- Genre: Documentary
- Created by: RTBF (Belgian public TV)
- Narrated by: Manault Deva Martine Matagne
- Countries of origin: Belgium France
- Original language: French
- No. of episodes: 418 (2012)

Production
- Camera setup: Single-camera
- Running time: Variable
- Production company: VF Films Production

Original release
- Network: La Une (RTBF) France 3 (France Télévision)
- Release: 1985 (Belgium) 1992 (France)

Related
- Tout ça (ne nous rendra pas le Congo) (Belgium only)

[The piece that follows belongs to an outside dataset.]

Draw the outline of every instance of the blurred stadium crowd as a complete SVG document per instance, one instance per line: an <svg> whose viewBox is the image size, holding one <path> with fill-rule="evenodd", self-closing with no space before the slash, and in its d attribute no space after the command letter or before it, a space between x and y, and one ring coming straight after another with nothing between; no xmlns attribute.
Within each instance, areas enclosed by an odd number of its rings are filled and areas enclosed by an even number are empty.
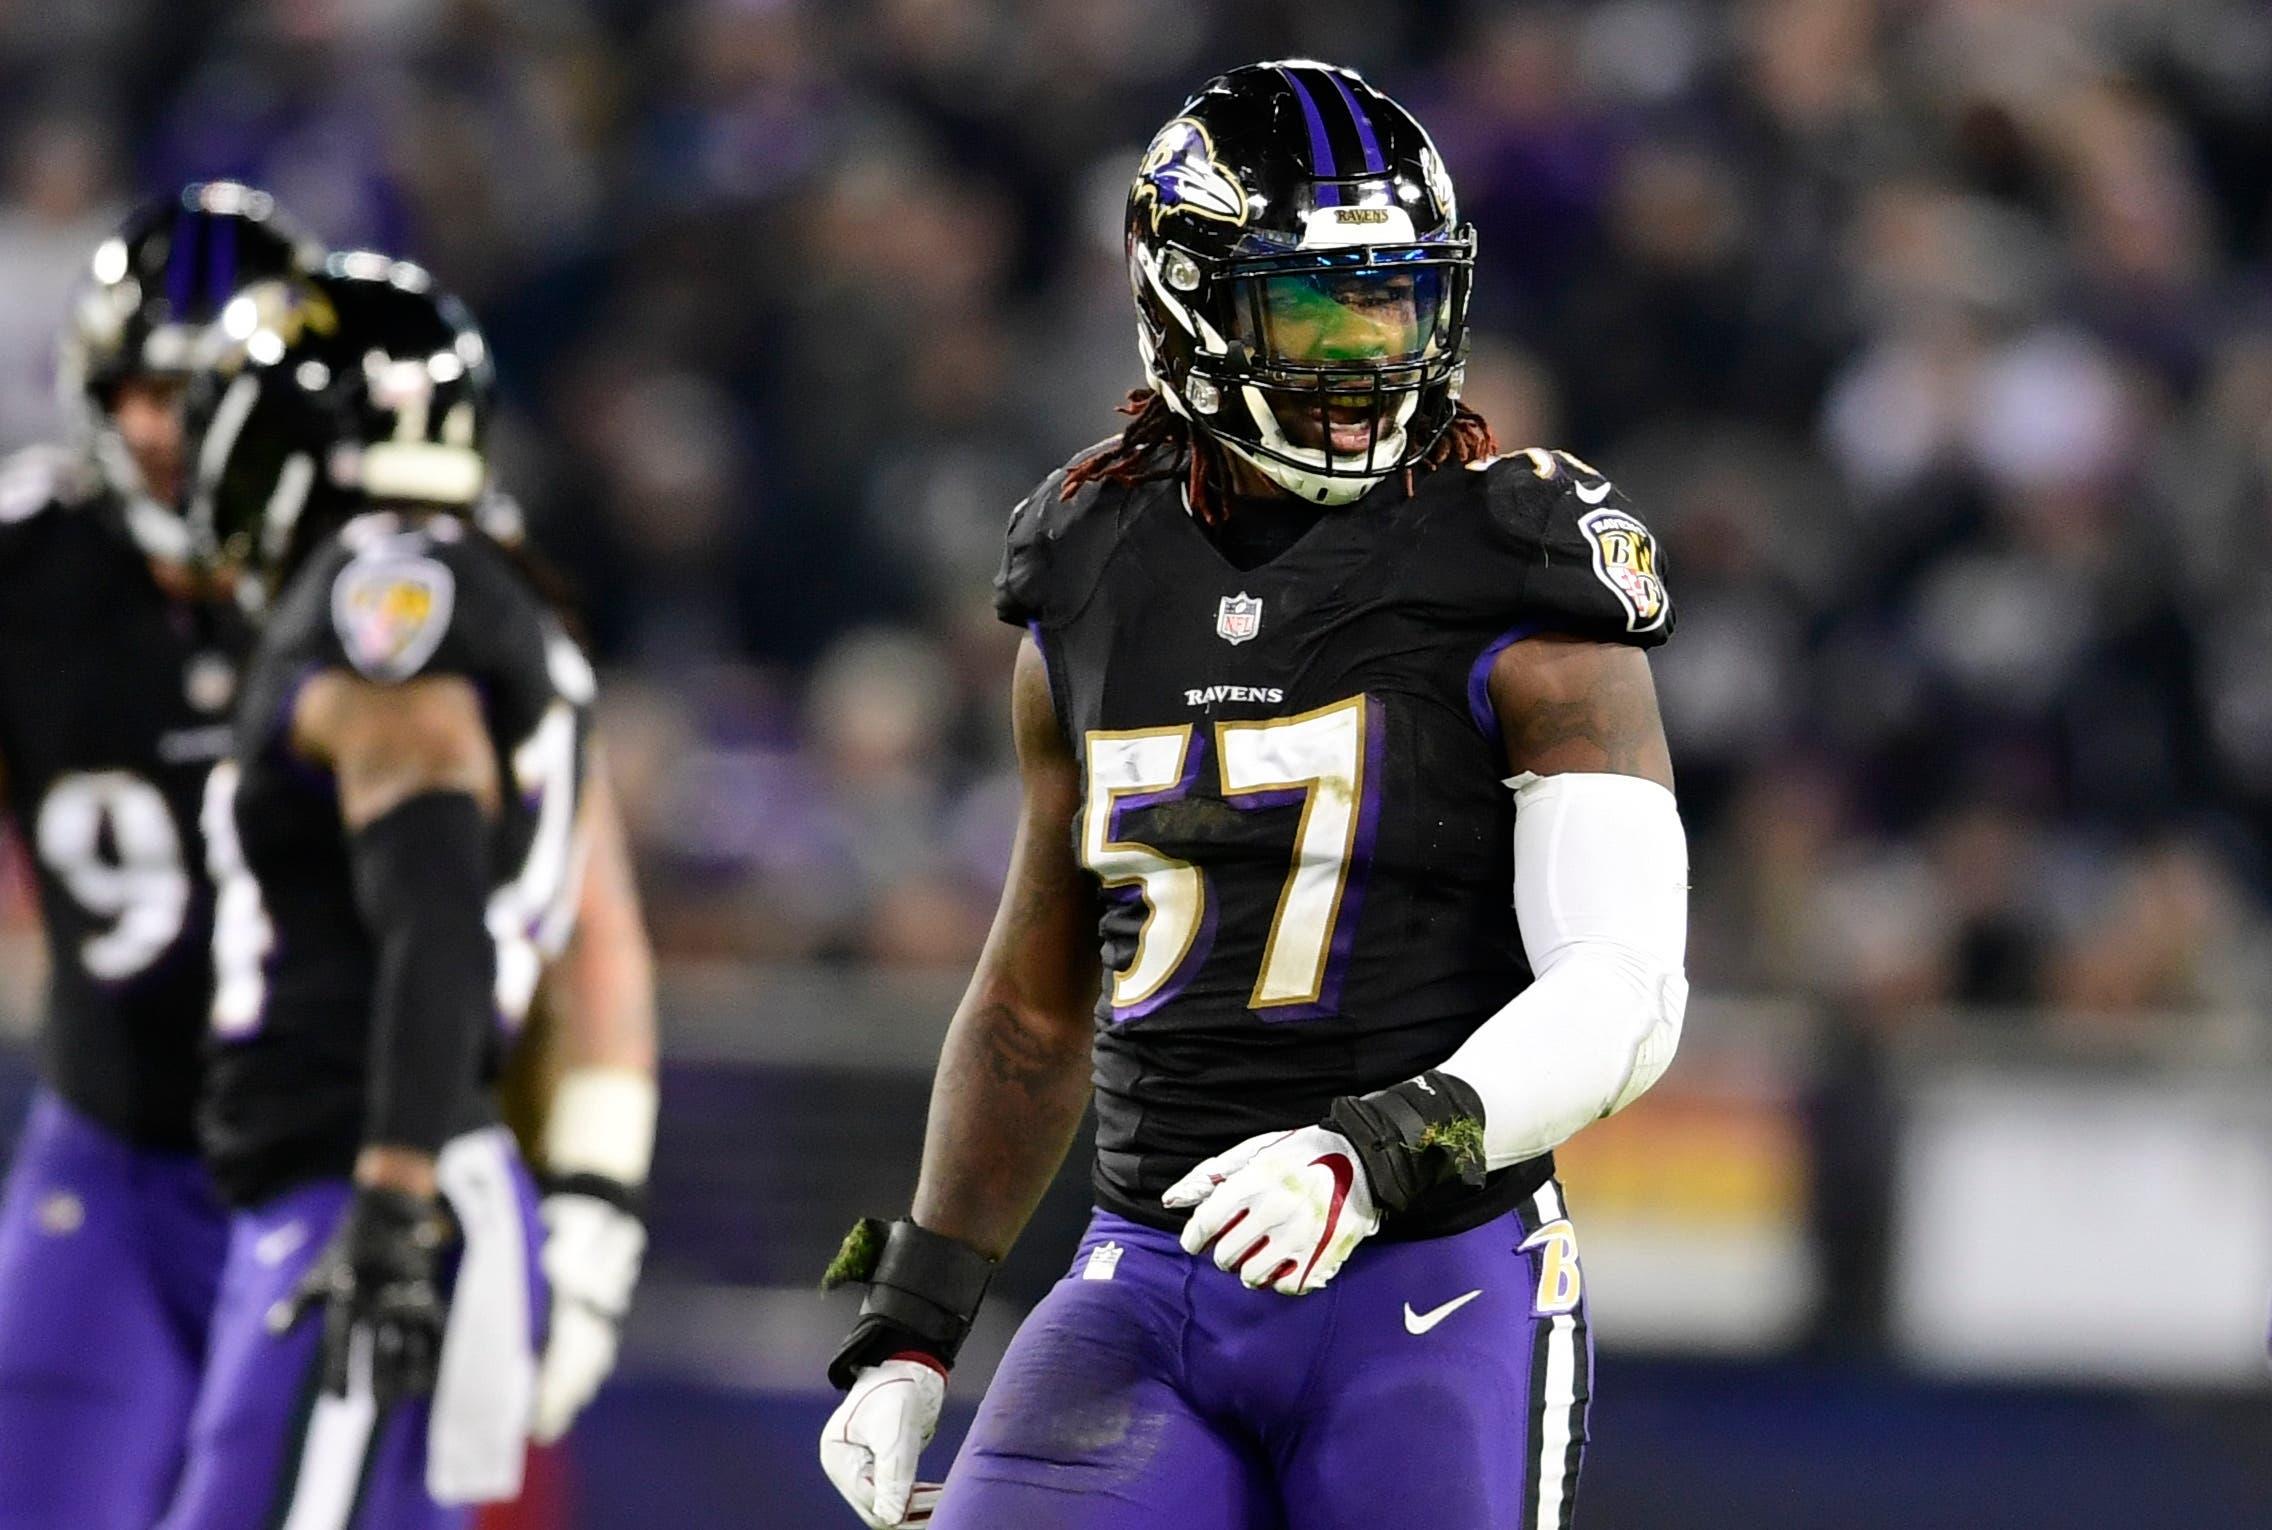
<svg viewBox="0 0 2272 1530"><path fill-rule="evenodd" d="M0 3L0 446L58 429L137 191L243 175L422 260L587 599L666 952L958 963L1012 807L1003 520L1140 380L1128 175L1289 51L1434 127L1502 443L1664 539L1700 985L2262 991L2257 0Z"/></svg>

= Strip-Tease (TV series) =

Strip-Tease is a Belgian television documentary program that first aired on RTBF 1 in 1985. It later aired in Franco-Belgian on France 3 in 1992. According to its creators, it aims to treat subjects "caught in the facts of society". The program is considered controversial for its crude discussion of difficult situations.

==Concept of the show==
Strip-Tease was created by Marco Lamensch and Jean Libon. Their aim was to achieve a new kind of documentary in which the commentators disappear, allowing the subjects themselves to speak. The program deals mainly with moments of everyday life (family meals, doing household chores, working on a farm, etc.). The idea is that the viewer is meant to identify with these intimate moments of their daily lives, demonstrated in the show's tagline: "Strip-Tease: The program that undresses you."

The show, of course, takes its name from the English word "striptease," also known as "stripping." The participants of the show gradually "undress" or reveal their private lives to the audience, allowing viewers to learn about them on a deeper, uncensored level. However, some viewers have complained that some episodes have turned the subjects into ones of ridicule without their knowledge.

Though some episodes air as Strip-Tease on France 3, Tout ça (ne nous rendra pas le Congo) is actually a revival of the show, but with a format of 52 minutes.

Past editions of the show are archived on the RTBF website.